Why? Many types of social and health data — such as child stunting, literacy and access to modern contraception, which are the indicators Data2X focused on in this case study — are correlated with geospatial factors such as accessibility, elevation and aridity that can be mapped across entire countries using satellite imagery.
When you combine well-being indicators available in regular demographic and health surveys, then look at different aspects of geospatial data, you’ll notice a pattern where geospatial variables are correlated with DHS variables.

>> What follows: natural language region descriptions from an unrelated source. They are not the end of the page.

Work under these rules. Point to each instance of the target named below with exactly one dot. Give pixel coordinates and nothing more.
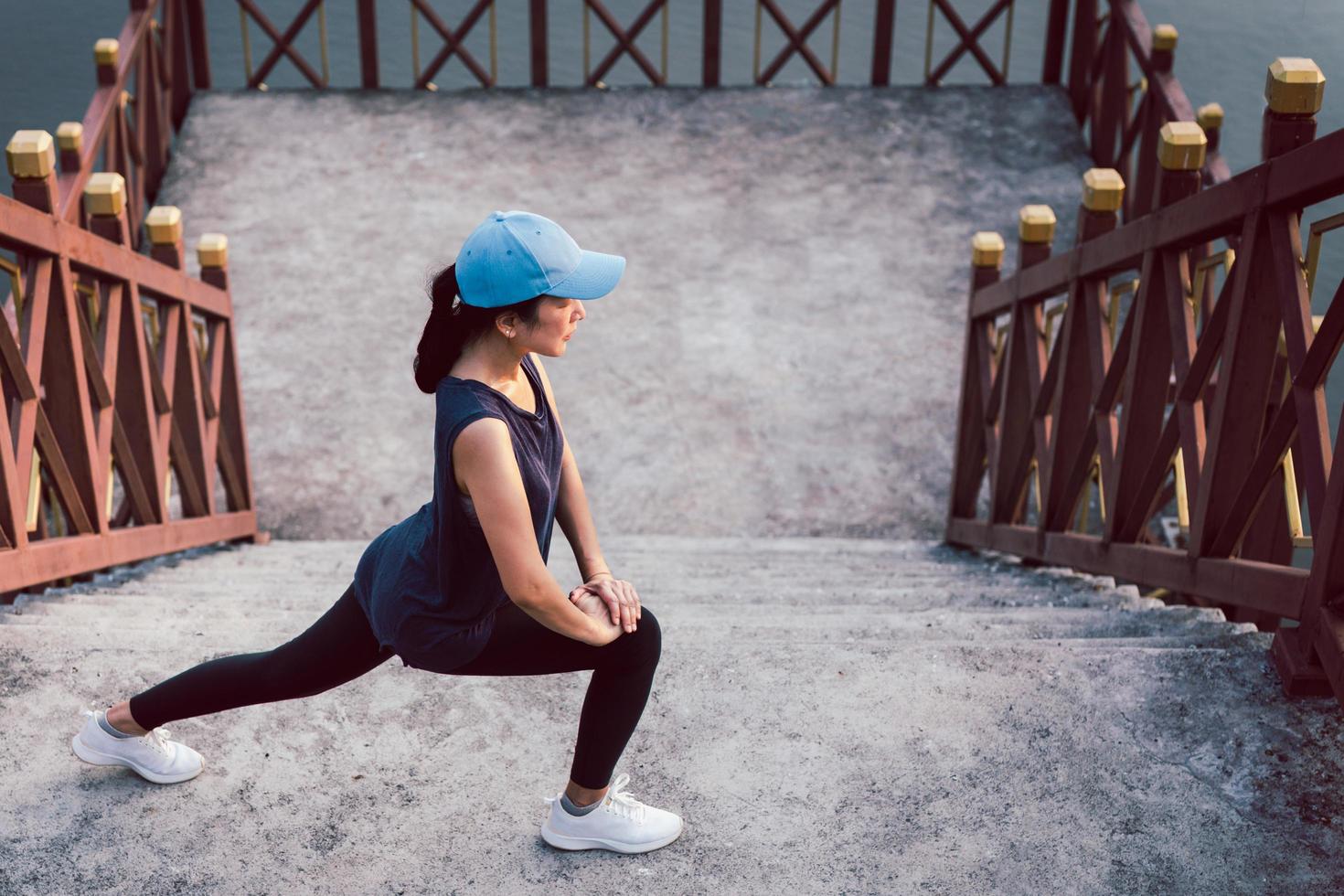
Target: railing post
(31, 159)
(1083, 51)
(712, 42)
(70, 143)
(972, 446)
(105, 206)
(368, 45)
(1083, 349)
(1293, 91)
(884, 22)
(212, 257)
(1308, 658)
(105, 53)
(199, 46)
(1021, 368)
(1156, 324)
(163, 225)
(1141, 197)
(537, 17)
(1057, 26)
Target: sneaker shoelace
(623, 802)
(617, 799)
(157, 738)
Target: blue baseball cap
(515, 255)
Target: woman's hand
(592, 604)
(620, 598)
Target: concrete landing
(783, 357)
(829, 716)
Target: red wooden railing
(1218, 410)
(1123, 119)
(120, 375)
(144, 89)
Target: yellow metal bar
(322, 37)
(755, 51)
(34, 493)
(15, 285)
(1101, 492)
(1181, 495)
(835, 46)
(929, 45)
(91, 303)
(1295, 508)
(149, 317)
(1035, 486)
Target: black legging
(340, 646)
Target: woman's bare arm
(571, 508)
(483, 453)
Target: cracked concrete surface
(829, 716)
(781, 357)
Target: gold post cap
(212, 251)
(105, 51)
(1104, 189)
(30, 154)
(987, 249)
(165, 225)
(1037, 223)
(1183, 144)
(105, 194)
(70, 134)
(1295, 86)
(1210, 116)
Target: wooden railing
(1171, 449)
(120, 377)
(1121, 117)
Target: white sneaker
(152, 756)
(621, 824)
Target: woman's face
(557, 318)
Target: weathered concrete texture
(783, 357)
(829, 716)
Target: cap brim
(595, 275)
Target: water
(48, 73)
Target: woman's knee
(645, 643)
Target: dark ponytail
(453, 325)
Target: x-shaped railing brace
(283, 42)
(797, 42)
(625, 42)
(969, 42)
(453, 43)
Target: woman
(461, 586)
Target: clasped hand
(615, 600)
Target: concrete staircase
(831, 715)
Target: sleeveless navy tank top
(429, 584)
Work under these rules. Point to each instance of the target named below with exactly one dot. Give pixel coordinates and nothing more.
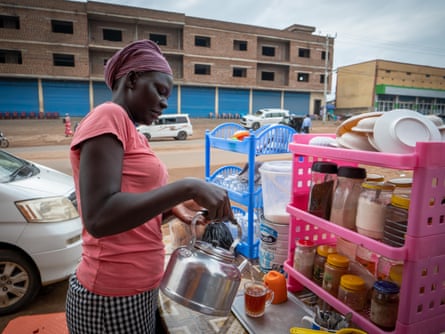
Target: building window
(60, 59)
(306, 53)
(202, 41)
(63, 27)
(159, 39)
(268, 51)
(202, 69)
(112, 35)
(267, 76)
(303, 77)
(9, 22)
(10, 57)
(239, 45)
(239, 72)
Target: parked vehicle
(4, 142)
(40, 230)
(263, 117)
(176, 126)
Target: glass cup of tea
(257, 296)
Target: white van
(177, 126)
(264, 117)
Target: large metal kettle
(203, 276)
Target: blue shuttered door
(19, 95)
(66, 97)
(172, 102)
(297, 103)
(266, 99)
(233, 101)
(198, 101)
(101, 93)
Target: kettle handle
(204, 214)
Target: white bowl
(355, 141)
(399, 130)
(365, 125)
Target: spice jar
(367, 258)
(323, 177)
(385, 304)
(371, 208)
(304, 257)
(402, 185)
(335, 267)
(352, 291)
(396, 220)
(321, 256)
(346, 193)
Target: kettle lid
(213, 249)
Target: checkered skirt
(88, 313)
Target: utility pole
(325, 89)
(326, 75)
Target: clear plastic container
(335, 267)
(345, 199)
(321, 255)
(385, 304)
(304, 257)
(353, 291)
(371, 208)
(323, 178)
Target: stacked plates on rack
(395, 131)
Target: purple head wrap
(139, 56)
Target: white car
(40, 230)
(265, 116)
(176, 126)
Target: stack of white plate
(395, 131)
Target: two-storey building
(52, 56)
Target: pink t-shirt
(129, 262)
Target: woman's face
(148, 96)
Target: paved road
(188, 155)
(175, 154)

Huh? Geospatial data is freely available almost everywhere, while DHS data isn’t — so using the information where both are available allows you to model out what the indicators will be in the areas where you only have satellite data. In short, geospatial modeling can transform a limited number of survey data points distributed unevenly across the country into a continuous landscape of information.
The challenge? The granularity of this data could allow for more localized decision-making, but it is not always certain that one geospatial variable is always relevant for predicting one of the DHS well-being outcomes, as it varies greatly by country: “Like anything else in development, the context matters for everything,” Furst-Nichols said.